De Hoge Raad constateert dat het Hof in het bestreden arrest niet heeft aangetoond dat het zich van deze stappen heeft vergewist. Aangezien de cassatieschriftuur vóór 21 mei 2013 is ingediend, heeft de Hoge Raad besloten om ambtshalve de naleving van deze regels te onderzoeken. De Hoge Raad vernietigt het bestreden arrest, maar uitsluitend wat betreft de strafoplegging. De zaak wordt verwezen naar het Gerechtshof Arnhem-Leeuwarden, zittingsplaats Arnhem, voor herbehandeling van de strafoplegging.

De Hoge Raad verwerpt het beroep voor het overige, wat betekent dat de andere onderdelen van de uitspraak van het Gerechtshof in stand blijven. Dit arrest benadrukt het belang van zorgvuldigheid bij de beoordeling van de terugkeerprocedure in strafzaken en de noodzaak voor rechters om deze procedure expliciet in hun motivering op te nemen.

Uitspraak

22 april 2014
Strafkamer
nr. 13/00088
Hoge Raad der Nederlanden
Arrest
op het beroep in cassatie tegen een arrest van het Gerechtshof te Amsterdam, zitting houdende te Arnhem, van 14 september 2012, nummer 21/003334-11, in de strafzaak tegen:
[verdachte], geboren te [geboorteplaats] op [geboortedatum] 1958.

1.Geding in cassatie

Het beroep is ingesteld door de verdachte. Namens deze heeft mr. J.M. Tang, advocaat te Rotterdam, bij schriftuur een middel van cassatie voorgesteld. De schriftuur is aan dit arrest gehecht en maakt daarvan deel uit.
De Advocaat-Generaal A.J. Machielse heeft geconcludeerd tot verwerping van het beroep.
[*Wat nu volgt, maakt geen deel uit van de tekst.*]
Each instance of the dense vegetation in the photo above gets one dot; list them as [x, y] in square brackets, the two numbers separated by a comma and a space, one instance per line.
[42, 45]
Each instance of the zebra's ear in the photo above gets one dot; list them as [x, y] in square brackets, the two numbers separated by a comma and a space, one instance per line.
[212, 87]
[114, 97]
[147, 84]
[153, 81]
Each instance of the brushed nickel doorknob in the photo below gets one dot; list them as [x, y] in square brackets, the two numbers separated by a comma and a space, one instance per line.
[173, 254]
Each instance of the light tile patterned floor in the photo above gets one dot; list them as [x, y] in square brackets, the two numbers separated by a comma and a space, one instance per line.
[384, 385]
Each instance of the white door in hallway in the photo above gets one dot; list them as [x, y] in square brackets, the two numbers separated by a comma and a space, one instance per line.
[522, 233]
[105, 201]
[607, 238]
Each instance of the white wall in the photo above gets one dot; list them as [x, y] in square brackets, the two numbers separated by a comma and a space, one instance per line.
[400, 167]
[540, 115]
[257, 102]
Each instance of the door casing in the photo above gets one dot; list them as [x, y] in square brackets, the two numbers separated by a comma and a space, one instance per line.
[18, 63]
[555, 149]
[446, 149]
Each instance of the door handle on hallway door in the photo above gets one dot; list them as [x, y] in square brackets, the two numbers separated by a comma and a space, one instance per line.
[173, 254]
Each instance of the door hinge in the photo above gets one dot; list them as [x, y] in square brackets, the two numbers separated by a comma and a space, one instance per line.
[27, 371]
2.Beoordeling van het middel

Het middel kan niet tot cassatie leiden. Dit behoeft, gezien art. 81, eerste lid, RO, geen nadere motivering nu het middel niet noopt tot beantwoording van rechtsvragen in het belang van de rechtseenheid of de rechtsontwikkeling.

3.Ambtshalve beoordeling van de bestreden uitspraak

3.1.
In zijn arrest van 21 mei 2013, ECLI:NL:HR:2013:BY3151, heeft de Hoge Raad geoordeeld dat de rechter die een onvoorwaardelijke gevangenisstraf oplegt wegens handelen in strijd met art. 197 (oud) Sr, zich ervan dient te vergewissen dat de stappen van de in de terugkeerrichtlijn vastgelegde terugkeerprocedure zijn doorlopen en daarvan in de motivering van zijn beslissing dient blijk te geven. De Hoge Raad heeft aanleiding gezien in zaken waarin de cassatieschriftuur is ingekomen vóór 21 mei 2013 de naleving van deze regels ambtshalve te onderzoeken (vgl. HR 17 september 2013, ECLI:NL:HR:2013:705).
3.2.
Wegens handelen in strijd met art. 197 (oud) Sr is de verdachte veroordeeld tot een onvoorwaardelijke gevangenisstraf. Uit het bestreden arrest blijkt niet dat het Hof zich ervan heeft vergewist dat de stappen van de terugkeerprocedure zijn doorlopen.
3.3.
Nu de cassatieschriftuur vóór 21 mei 2013 bij de griffie van de Hoge Raad is ingekomen, zal de Hoge Raad het bestreden arrest wat betreft de strafoplegging ambtshalve vernietigen.

4.Slotsom

Nu het middel niet tot cassatie kan leiden, terwijl de Hoge Raad geen andere dan de hiervoor onder 3 genoemde grond aanwezig oordeelt waarop de bestreden uitspraak ambtshalve zou behoren te worden vernietigd, brengt hetgeen hiervoor is overwogen mee dat als volgt moet worden beslist.

5.Beslissing

De Hoge Raad:
vernietigt de bestreden uitspraak maar uitsluitend wat betreft de strafoplegging;
verwijst de zaak naar het Gerechtshof Arnhem-Leeuwarden, zittingsplaats Arnhem, opdat de zaak in zoverre op het bestaande hoger beroep opnieuw wordt berecht en afgedaan;
verwerpt het beroep voor het overige.
Dit arrest is gewezen door de raadsheer B.C. de Savornin Lohman als voorzitter, en de raadsheren J. de Hullu en V. van den Brink, in bijzijn van de waarnemend griffier E. Schnetz, en uitgesproken ter openbare terechtzitting van
22 april 2014.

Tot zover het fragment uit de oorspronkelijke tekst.